But Doddsie had let go of the door and turned away without acknowledging either one. Doddsie was of the old school. For him, the Butterfield was a bastion for gentlemen of old New York, where Adele Harcourt had been the only honorary female member. Doddsie, who put propriety above everything else, had never forgotten nor forgiven Elias Renthal’s reverberating fart on his exit from the Butterfield nearly eight years earlier, after he had been kicked out of the hallowed establishment by Laurance Van Degan, Lil Altemus’s brother, whose reputation in the financial world Elias had sullied.

Elias and Ruby stood in the line leading to the stairway that many people thought was the most beautiful stairway in New York. Adele Harcourt’s social secretary, Emma Peasley, a maiden lady who knew her New York genealogy, sat at a small table at the foot of the stairs and checked off the mourners, most of whom seemed to know each other, on an alphabetized guest list before they ascended to the second floor, where the reception was being held. Emma’s voice could be heard saying, “Yes, yes, Mrs. St. Vincent, go right up. Hello, yes, Mr. and Mrs. Percy Webb. Go right up. Oh, the Aksams, yes. Oh, Mrs. Altemus, how lovely. She was so fond of you.”

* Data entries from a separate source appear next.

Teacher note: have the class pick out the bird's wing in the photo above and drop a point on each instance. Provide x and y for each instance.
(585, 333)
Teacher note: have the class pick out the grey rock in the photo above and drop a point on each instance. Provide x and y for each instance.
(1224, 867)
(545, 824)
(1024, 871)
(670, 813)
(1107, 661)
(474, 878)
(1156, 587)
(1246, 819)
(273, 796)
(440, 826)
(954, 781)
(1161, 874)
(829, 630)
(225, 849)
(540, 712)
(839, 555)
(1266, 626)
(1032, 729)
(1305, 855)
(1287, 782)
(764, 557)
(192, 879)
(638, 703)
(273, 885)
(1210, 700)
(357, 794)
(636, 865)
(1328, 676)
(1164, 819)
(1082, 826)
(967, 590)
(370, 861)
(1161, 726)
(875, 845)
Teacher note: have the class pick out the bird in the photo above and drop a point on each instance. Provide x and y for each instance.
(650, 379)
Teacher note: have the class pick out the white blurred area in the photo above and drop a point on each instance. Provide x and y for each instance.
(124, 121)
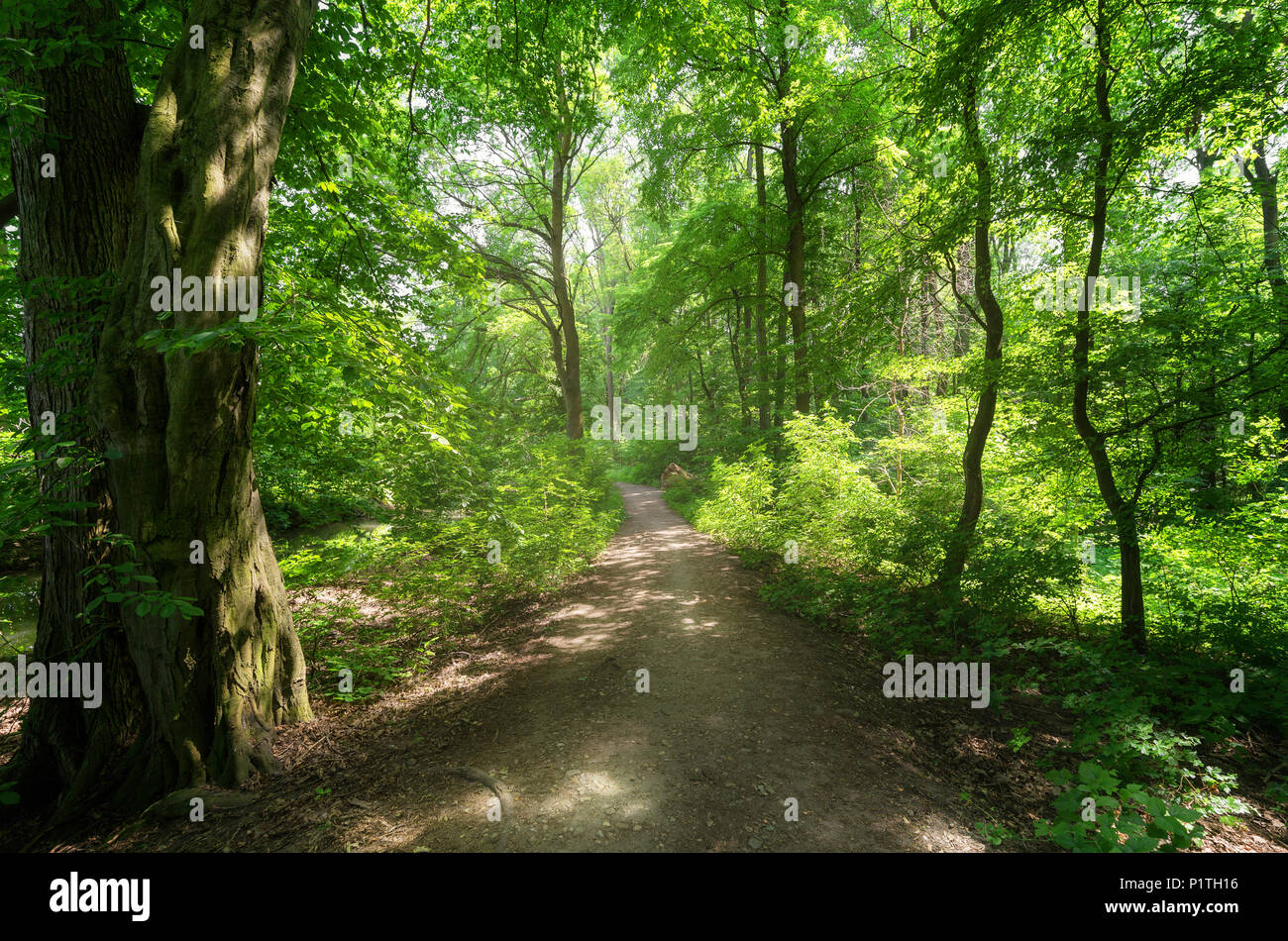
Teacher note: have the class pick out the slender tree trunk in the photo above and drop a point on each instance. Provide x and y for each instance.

“I was in the room when she died,” said Lil.

“Yes, I read that in Kit Jones’s column. Go right up,” said Emma.

“Mr. and Mrs. Elias Renthal,” said Elias, walking past Emma’s table and list and ascending the stairs. “Remember these stairs, honey?” he said to Ruby. “The most beautiful staircase in New York, they used to call it, probably still do. Remember when we had it copied at Merry Hill?”

“This stairway never looked quite right in our house,” said Ruby. “It looked nouveau riche in our house.”

“Better nouveau than never, I always say,” replied Elias. He stopped on the stairs and grasped the railing.

“Are you all right, Elias?” asked Ruby.

“Yeah, fine. Maybe we should have taken the elevator.”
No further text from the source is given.